Control Issues

It was 7:00pm yesterday evening and I found myself standing in the wasteland that was formerly my garage. Two hours earlier I’d summoned my daughters to come help me with a “project” that I’d severely underestimated. Now, here I was, seemingly no closer to being done and growing more frustrated by the minute. How did I get here? What am I trying to control outside myself because of a lack of control inside myself? That’s the question I found myself asking last night…

Yesterday was the official start of summer vacation for the kids and it got off to a pretty decent start overall. This weekend we set some intentions as a family for what we wanted to accomplish over the summer and how we wanted to spend our time while home. We also created a schedule that would allow us to respect each other’s space and help the littles know what to expect. Since the pandemic we’ve mostly avoided summer camps, so our girls ranging from now 14 to 6 years of age are pretty much free range. This works for us as long as we set clear expectations and everyone stays out of each other’s way during our prime working hours of 9-3.

The girls mostly did their part. I was the problem. I was a bit out of my routine. I’m not used to them being in my space (I work from home and I enjoy peace and quiet for the most part). My favorite part of the day has been going outside on my back patio in the mornings to plan, write, and take my morning calls. Yesterday, the girls had commandeered that space for their morning project time outside. Riley was trying to finish a summer course on Biology to get ahead in her high school coursework. Olivia was playing catch up from her middle school work. London was working on getting ahead with her third grade core skills. And Sloane, well, she was likely being a distraction (she’s just turned 6). They were all starting to settle into their new summer routine of pursing personal projects and free play.

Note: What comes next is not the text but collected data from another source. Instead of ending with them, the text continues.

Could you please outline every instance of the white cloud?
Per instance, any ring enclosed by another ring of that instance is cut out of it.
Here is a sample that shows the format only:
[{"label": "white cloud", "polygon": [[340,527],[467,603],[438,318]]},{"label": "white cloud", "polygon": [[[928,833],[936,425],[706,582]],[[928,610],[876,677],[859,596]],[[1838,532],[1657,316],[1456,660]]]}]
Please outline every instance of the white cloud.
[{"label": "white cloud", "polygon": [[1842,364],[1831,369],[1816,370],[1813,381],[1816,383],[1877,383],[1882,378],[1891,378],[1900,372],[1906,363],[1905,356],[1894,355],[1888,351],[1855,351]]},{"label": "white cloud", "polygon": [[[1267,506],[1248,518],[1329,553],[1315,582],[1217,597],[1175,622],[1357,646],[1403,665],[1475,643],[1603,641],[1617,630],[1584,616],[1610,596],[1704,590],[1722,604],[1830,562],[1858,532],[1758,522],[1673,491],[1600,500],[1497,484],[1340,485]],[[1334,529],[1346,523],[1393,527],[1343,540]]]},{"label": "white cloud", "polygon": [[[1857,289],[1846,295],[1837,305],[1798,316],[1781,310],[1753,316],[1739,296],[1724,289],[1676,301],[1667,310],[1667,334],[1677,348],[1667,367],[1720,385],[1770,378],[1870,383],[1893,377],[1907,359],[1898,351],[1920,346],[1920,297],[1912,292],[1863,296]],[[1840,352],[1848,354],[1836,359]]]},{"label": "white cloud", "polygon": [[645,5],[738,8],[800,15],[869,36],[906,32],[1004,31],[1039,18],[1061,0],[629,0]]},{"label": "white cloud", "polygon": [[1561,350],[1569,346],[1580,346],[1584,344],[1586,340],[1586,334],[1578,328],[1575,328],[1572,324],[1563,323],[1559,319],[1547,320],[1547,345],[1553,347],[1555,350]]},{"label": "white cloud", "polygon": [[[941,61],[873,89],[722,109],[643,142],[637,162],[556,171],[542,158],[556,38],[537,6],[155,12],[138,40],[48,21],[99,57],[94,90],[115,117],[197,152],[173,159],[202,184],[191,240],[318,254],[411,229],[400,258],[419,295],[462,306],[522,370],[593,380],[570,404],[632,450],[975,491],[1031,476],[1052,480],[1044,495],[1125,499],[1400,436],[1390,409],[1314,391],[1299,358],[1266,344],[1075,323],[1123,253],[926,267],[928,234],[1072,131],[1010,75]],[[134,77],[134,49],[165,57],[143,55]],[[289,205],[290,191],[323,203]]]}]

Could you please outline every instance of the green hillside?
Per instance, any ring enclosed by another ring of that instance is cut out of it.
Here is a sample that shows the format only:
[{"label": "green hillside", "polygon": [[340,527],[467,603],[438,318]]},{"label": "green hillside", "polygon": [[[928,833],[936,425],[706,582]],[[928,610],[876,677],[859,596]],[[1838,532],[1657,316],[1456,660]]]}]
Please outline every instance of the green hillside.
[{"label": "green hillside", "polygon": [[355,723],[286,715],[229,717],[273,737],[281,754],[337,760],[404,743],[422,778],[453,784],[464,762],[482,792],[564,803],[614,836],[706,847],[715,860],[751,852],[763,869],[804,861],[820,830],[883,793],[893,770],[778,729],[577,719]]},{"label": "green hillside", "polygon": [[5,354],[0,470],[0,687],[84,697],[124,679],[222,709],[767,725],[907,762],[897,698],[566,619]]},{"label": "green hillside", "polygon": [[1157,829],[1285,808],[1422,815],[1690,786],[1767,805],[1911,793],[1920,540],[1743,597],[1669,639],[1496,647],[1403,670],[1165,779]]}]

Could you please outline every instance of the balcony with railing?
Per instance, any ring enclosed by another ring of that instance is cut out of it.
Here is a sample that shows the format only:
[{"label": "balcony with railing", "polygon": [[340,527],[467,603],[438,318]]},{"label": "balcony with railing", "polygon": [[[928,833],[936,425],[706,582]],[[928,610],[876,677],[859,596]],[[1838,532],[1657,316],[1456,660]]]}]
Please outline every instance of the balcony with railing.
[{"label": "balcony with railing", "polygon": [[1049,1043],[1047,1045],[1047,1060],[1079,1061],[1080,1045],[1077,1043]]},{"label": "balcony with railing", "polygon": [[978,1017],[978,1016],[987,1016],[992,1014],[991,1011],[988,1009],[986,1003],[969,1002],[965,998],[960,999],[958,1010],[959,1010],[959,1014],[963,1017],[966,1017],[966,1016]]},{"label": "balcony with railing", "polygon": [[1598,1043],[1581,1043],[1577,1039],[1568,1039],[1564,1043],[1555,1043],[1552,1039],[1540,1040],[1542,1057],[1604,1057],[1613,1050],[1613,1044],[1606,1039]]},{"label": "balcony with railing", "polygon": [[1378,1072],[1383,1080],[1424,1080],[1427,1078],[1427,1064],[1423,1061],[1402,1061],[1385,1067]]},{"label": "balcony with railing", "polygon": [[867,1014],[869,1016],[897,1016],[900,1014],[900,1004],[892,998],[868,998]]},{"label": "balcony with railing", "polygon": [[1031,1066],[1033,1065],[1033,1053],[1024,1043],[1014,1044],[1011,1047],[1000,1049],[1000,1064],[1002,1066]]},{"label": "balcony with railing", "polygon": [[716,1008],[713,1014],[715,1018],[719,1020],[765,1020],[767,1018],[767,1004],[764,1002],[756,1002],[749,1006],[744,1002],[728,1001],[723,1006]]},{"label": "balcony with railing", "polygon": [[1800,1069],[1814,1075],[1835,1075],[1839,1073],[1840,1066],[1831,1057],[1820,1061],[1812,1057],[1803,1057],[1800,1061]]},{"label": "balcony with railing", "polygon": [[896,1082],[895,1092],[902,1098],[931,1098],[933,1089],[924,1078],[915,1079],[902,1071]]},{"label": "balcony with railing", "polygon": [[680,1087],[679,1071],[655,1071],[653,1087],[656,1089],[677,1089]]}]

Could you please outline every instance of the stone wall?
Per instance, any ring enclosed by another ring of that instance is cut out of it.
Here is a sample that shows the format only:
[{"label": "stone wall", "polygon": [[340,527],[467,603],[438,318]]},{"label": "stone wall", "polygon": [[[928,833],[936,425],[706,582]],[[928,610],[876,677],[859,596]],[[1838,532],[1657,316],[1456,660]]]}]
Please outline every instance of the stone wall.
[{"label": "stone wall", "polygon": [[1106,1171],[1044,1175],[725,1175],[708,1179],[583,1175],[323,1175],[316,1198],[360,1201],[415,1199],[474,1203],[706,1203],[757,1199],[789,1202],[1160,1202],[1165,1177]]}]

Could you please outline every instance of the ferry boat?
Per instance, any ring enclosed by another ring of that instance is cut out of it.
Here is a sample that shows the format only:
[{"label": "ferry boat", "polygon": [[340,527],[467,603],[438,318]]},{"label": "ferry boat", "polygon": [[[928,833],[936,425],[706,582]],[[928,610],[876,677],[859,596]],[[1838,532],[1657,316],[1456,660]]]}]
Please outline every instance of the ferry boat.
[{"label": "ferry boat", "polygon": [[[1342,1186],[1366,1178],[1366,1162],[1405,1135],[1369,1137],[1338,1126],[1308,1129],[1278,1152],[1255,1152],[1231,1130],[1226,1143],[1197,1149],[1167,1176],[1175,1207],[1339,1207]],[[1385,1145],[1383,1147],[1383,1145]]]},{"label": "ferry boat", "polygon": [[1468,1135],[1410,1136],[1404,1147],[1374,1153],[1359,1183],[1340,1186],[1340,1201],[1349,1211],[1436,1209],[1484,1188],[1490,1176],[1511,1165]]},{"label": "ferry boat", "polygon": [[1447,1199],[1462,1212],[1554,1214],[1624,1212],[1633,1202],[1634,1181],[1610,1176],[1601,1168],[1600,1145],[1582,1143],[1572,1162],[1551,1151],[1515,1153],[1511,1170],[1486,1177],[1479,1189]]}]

But my struggle isn’t just about my routine changing. I’m realizing that around this time each year, I go through a bit of a transition fatigue. It already takes me a little while to get used to whatever changes are happening. The month of May (one could say, the December of Spring time), is especially packed with transitions for us. My daughter moved on to high school. I completed a three year commitment to leading a middle school youth group for my church. We celebrated our 19th wedding anniversary along with two kids birthdays and Mothers Day. The campaign ended. Then school let out. Before I was able to fully embrace (or grieve) one transition, we were on to the next one. Nothing seems fully settled around this time of year for me, and that’s hard especially when I feel a sense of broader uncertainty.

Here’s how I experience uncertainty: usually, I’ll figure out what I can control, and really sink myself into that. That works well if it’s a project. It doesn’t work well when I try to control people. I’m so thankful that my family has had patience with me as I’ve learned this lesson the hard way over the years. Sometimes I’ll do things like take on big projects so that I’ll have something I can accomplish and control. That’s how I found myself in the middle of my garage last night, somewhat pleased with my progress, but also disappointed that I dove right in without fully considering the context of the decision. It took me a minute, but I figured it out. I usually do.

Control is a funny thing. We fool ourselves into thinking that we can control outcomes, when in reality, the only thing we can control is how we respond to circumstances. At our best, we can leverage our sense of self control to show up to our lives with more compassion. At our worst, we can create more chaos and turmoil for ourselves and others as we try exert unnecessary control in outward directions. Here’s to asking the question (courtesy of my wife of course), what am I trying to control outside myself because of a lack of control inside myself? May it save us from the tyranny of ourselves and each other.

SDW3

Setting our summer intentions as a family.